Und weiter laufen, langsam bleiben, verflucht schwer war das: Langsam! Aber er kam bis zur Ecke, bog um, gegenüber lag ein dunkler Park, er hörte:
He, warten Sie mal!
Ein Taxi glitt auf der Gegenfahrbahn näher, Wengath hielt den Arm raus, rannte dem Fahrzeug entgegen, dem Tapferen hilft das Glück, er hörte Schritte: Bleim Sie stehn!, hatte schon die Fahrzeugtür in der Hand, stieg ein:
Sie schickt der Himmel!
Das Taxi fuhr an, Wengath sah durch die Windschutzscheibe den wachhabenden Polizisten hinter der Hausecke hervorspringen, Beine gegrätscht, die Arme hochgerissen: Andreaskreuz, ein stummes Halt. Und: O, du mein Hampelmann, glitten sie an ihm vorüber und zwar nach Norden, seine Wohnung lag im Süden, es war alles egal, Hauptsache der Taxifahrer gab Gas:
Grad aus dem Gefängnis ausgebrochen, oder wie?
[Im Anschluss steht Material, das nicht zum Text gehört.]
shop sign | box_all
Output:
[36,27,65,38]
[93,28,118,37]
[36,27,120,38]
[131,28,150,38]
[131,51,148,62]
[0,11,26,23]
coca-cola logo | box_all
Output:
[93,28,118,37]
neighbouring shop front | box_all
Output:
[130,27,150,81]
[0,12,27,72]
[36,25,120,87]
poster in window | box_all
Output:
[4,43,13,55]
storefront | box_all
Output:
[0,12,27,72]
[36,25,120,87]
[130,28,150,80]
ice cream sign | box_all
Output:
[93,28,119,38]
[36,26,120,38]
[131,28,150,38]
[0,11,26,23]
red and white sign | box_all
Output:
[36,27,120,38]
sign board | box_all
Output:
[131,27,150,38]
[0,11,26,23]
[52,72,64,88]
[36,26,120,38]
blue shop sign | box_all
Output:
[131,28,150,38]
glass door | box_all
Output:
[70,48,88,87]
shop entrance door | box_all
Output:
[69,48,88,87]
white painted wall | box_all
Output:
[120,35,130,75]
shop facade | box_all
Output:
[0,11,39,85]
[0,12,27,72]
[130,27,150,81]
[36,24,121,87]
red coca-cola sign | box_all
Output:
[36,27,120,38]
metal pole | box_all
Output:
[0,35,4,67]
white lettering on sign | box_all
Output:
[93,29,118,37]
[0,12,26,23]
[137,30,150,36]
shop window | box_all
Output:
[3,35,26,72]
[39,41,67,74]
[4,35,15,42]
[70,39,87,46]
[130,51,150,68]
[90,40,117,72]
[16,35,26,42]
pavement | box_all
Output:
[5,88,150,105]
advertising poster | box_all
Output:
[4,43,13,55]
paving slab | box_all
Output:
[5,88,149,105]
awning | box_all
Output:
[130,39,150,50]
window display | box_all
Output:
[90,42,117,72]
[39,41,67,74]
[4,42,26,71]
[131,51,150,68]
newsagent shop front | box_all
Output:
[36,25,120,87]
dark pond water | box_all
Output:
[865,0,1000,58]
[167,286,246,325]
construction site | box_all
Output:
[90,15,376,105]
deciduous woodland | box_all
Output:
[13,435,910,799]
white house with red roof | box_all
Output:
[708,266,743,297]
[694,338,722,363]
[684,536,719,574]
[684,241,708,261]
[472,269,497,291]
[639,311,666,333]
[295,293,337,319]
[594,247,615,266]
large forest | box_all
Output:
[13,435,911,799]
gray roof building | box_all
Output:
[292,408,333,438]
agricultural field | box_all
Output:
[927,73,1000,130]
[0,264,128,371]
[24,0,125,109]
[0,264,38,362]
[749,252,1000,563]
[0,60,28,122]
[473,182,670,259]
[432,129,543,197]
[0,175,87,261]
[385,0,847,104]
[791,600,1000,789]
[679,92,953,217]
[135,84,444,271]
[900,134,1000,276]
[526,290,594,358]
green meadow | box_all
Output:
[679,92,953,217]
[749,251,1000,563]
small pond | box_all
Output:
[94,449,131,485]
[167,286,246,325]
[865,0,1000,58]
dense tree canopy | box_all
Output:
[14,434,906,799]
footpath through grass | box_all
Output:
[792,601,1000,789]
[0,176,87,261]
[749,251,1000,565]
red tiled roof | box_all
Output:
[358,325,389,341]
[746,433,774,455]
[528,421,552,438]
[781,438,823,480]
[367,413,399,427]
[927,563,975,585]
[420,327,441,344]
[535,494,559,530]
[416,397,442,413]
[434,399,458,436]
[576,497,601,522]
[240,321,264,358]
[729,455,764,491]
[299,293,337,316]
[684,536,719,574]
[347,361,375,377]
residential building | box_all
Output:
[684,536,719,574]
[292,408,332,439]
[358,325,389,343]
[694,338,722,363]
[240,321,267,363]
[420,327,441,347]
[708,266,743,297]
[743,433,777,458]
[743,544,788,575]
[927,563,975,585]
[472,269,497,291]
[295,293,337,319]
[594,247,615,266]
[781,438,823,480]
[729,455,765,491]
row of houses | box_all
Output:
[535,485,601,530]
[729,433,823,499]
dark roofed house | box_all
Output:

Haben Sie wenigstens Geld dabei?
Wengath holte seine Marke hervor:
Ich bin bei der Polizei, wenn Sie das beruhigt.
Der Mann lachte auf:
Nää! Tut es nicht!
Setzte aber gleich begütigend hinzu:
Nehmen Sies nicht persönlich. Bei uns im Iran gibt es ein Sprichwort: Diebe und Polizisten haben das gleiche Gesicht. Keine guten Erfahrungen hat unser armes Land mit der Polizei, was? Wo solls denn hingehen?
Wo sind wir denn? Ach, Mensch, fahren Sie weiter, Richtung Pankow!